2001:470:e853:b::/64

and another

2001:470:e853:c::/64

Do I have this right?  I have sixteen bits to do whatever I want with my /48?

jimb

Exactly. 

You "own" those 16 bits.  Well, actually, the 80 bits, but because IPv6 pretty much mandates 64 bit LANs you can't really do much w/ the lower 64.

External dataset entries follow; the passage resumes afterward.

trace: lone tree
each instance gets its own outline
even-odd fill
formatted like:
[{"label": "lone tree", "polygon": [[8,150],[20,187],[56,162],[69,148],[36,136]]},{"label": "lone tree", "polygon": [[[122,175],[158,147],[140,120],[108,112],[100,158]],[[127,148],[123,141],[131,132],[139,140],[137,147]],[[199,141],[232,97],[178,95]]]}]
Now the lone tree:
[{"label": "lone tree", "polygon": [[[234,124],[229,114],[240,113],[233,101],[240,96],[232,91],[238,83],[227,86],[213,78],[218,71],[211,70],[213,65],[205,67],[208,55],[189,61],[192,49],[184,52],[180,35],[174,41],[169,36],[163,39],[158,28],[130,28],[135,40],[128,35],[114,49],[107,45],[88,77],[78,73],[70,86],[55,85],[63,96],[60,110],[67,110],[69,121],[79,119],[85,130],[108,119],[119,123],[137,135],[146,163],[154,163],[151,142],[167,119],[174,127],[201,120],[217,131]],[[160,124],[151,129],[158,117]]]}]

65,536 subnets with ~18.4 billion billion hosts each.  And it will be one of the more common, mundane allocations for IPv6.  :)

fonestar

So my above addressing was correct and I could assign one of those addresses to my inside interface?

jimb

#3
Quote from: fonestar on April 17, 2010, 01:05:51 PM
So my above addressing was correct and I could assign one of those addresses to my inside interface?
Yes.

It works exactly like IPv4 CIDR addressing/subnetting except:

  • Way more bits.
  • Uses hexadecimal instead of decimal (easier than decimal IMHO).
I typically start addressing from 0 though, not a, b, c, so my subnets would be like 2001:db8:1234::/64, 2001:db8:1234:1::/64, 2001:db8:1234:2::/64 ...  2001:db8:1234:ffff::/64.